BRANO TRATTO DALLA BIOGRAFIA “PINELA” COMMITTENTE PRIVATO

Ancora non mi è chiaro il motivo per cui ho deciso di intraprendere questo viaggio nella memoria. Forse una ragione non c’è oppure è ancora celata fra gli anfratti dell’anima e prima o poi deciderà di uscire allo scoperto per rendersi visibile. E’ una splendida giornata di settembre, il cielo è luminoso e la campagna già veste i colori dell’autunno, dolci e vivaci come disegni di un bimbo. Il silenzio, spento il motore, mi avvolge. E’ il silenzio del primo mattino che germoglia ricordi avvolti in profumi di nostalgia. E’ una sensazione che spesso si insinua tra le gallerie della mente.

Probabilmente è la nostalgia di un tempo che non ho più.
Con passo lento raggiungo il vecchio seminario che ora ha una diversa funzione e mi pare di udire preghiere, canti, urla e schiamazzi che abitavano l’edificio quando ero suo giovanissimo ospite. Salgo sino alla sommità del colle della Berta e tra vigneti e frutteti mi sembra di intuire la presenza del campo di calcio dove spesso padre Arcangelo, un frate dai capelli ricci e biondi e dalla corporatura massiccia poiché era alto quasi due metri, ci portava per disputare infinite e rocambolesche partite. La grande figura di questo padre, che spesso sognavo nelle vesti dell’arcangelo Gabriele, è un ospite fisso della mia memoria perché oltre alla forza possedeva la grazia e la disponibilità di ascoltarti e comprenderti, riuscendo a mitigare l’onda d’urto di rabbie, dolori e melanconie che a volte mi assalivano fra stanze, corridoi e dormitori del seminario.
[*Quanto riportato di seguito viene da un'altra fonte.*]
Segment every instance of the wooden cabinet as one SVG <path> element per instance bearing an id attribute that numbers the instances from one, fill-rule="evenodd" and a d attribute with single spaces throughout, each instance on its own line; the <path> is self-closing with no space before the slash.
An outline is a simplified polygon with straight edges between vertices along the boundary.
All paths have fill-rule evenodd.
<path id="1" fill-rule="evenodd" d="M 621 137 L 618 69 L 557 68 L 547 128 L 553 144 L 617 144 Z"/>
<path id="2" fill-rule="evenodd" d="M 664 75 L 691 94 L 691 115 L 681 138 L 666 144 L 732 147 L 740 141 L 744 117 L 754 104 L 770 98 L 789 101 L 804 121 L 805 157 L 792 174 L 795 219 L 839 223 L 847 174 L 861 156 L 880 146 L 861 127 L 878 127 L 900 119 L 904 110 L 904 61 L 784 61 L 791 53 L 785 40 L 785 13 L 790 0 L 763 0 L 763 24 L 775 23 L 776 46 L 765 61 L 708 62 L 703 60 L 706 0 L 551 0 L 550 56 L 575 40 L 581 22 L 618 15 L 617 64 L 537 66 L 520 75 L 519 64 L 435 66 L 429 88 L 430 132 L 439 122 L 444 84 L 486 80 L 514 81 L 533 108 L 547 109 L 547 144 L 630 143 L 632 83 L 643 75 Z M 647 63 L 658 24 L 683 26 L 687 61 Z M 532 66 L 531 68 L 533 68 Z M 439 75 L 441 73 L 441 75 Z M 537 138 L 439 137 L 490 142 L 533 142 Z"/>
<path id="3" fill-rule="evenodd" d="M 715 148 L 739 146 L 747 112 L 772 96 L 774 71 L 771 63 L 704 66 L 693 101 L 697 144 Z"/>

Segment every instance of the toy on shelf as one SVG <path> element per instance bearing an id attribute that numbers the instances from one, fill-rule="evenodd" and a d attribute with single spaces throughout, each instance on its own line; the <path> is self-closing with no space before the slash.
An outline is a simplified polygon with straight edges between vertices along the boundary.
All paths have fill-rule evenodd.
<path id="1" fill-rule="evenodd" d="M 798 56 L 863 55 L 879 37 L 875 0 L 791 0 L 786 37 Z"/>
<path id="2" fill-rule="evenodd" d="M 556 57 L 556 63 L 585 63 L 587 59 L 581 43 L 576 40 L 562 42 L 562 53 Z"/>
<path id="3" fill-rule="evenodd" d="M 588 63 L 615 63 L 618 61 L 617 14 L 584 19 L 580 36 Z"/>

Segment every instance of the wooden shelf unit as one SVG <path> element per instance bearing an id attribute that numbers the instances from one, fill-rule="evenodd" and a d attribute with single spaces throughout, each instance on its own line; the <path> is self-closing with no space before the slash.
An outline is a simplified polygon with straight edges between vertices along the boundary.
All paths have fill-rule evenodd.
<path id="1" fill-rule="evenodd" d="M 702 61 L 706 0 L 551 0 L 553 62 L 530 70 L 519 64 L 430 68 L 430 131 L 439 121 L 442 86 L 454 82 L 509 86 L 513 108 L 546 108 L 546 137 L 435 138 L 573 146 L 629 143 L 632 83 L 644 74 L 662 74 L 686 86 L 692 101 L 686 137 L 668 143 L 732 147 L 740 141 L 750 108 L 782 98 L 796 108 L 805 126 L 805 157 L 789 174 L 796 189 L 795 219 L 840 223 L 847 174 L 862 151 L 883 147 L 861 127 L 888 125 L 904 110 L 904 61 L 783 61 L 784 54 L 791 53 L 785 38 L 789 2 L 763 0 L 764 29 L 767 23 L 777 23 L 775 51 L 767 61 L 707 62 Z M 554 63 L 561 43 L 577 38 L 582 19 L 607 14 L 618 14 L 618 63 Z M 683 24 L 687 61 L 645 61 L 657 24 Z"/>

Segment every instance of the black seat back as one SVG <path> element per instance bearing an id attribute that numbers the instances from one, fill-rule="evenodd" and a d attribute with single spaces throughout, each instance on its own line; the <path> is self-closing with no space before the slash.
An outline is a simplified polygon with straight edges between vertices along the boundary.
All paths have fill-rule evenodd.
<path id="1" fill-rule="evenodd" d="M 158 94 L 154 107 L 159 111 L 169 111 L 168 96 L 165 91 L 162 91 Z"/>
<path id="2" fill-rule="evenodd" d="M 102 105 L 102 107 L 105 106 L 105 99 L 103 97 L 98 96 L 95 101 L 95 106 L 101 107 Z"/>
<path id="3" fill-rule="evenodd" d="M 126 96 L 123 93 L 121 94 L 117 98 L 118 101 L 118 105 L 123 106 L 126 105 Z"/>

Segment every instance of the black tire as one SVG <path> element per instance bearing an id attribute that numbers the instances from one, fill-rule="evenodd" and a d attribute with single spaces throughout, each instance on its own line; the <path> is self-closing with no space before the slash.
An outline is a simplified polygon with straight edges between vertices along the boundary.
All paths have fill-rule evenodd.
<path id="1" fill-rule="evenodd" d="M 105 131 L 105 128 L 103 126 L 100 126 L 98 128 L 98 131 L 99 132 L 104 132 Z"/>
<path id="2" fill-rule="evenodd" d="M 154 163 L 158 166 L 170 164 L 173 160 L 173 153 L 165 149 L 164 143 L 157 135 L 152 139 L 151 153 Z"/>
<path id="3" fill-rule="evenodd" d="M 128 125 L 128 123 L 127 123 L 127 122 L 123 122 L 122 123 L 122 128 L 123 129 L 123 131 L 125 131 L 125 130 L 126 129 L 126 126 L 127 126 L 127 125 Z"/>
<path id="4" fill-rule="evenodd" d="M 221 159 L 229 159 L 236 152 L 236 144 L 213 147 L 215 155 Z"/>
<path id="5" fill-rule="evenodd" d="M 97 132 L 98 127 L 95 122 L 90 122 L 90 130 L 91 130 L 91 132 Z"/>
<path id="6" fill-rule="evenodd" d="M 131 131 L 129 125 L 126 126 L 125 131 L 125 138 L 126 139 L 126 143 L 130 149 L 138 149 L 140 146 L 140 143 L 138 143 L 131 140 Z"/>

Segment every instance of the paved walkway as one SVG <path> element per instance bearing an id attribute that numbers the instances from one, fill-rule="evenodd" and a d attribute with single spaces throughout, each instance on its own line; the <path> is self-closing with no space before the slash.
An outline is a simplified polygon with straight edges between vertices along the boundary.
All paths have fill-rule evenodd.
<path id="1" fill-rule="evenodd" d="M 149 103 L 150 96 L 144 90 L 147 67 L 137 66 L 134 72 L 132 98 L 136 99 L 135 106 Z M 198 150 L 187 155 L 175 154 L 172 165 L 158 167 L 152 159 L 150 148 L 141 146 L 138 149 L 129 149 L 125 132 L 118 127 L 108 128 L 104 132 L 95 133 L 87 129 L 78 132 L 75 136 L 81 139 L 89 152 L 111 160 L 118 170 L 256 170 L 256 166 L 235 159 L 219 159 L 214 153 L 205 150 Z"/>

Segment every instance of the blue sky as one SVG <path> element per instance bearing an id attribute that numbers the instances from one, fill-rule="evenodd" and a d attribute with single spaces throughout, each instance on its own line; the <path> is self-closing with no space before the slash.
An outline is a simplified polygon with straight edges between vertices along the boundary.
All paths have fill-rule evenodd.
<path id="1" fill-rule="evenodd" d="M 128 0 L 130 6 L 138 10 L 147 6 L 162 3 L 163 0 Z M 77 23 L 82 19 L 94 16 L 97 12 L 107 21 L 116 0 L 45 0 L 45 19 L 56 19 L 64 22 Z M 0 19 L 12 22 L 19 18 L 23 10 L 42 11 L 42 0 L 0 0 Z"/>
Di quelle partite una più di altre ricordo perché è stata la prima volta che mi sono sentito re del mondo. Nel corso del tempo ho vissuto altre analoghe sensazioni ma quella è stata la più intensa ed assoluta.

Per tre giorni era piovuto su Rodengo Saiano, sede del seminario. Salimmo al campo fra sentieri che parevano acquitrini e giocammo la partita in un arena fangosa, quasi impraticabile ed io, portiere, parai tutti i palloni scagliati dagli avversari verso la rete. Non mi era mai accaduto perché come portiere non valevo molto. Mentre lasciavamo il campo coperti di fango che asciugandosi pareva diventare ghisa, Padre Arcangelo mi diede alcune pacche sulla schiena in segno di ammirazione per la mia straordinaria prestazione. Giocavo solo per sottrarmi alla noia che si addensava fra gli ambienti del grande edificio. Ero entrato in seminario quasi per caso o per destino, qualora il caso sia un parente stretto del destino.
Durante l’ultimo anno delle elementari io ed i miei compagni ricevemmo la visita di un frate francescano che ci descrisse in modo affascinante e coinvolgente la via più breve per beneficiare della costante benedizione di Dio: entrare in seminario e porre le fondamenta per diventare sacerdoti. Per stimolare il nostro desiderio ci invitò insieme ai genitori a visitare, in una sorta di pellegrinaggio, Sotto il Monte, paese natale di Giovanni XXIII, da tutti conosciuto come il Papa buono.

Per mia madre fu un viaggio bellissimo denso di commozione e spiritualità.
Al ritorno si convinse che la mia entrata in seminario fosse un segno del volere divino. Io avevo dieci anni e non avevo idea di che cosa fosse il seminario, la vocazione e la vita sacerdotale.
Avevo altri pensieri, sicuramente più banali ma più coerenti alla mia età.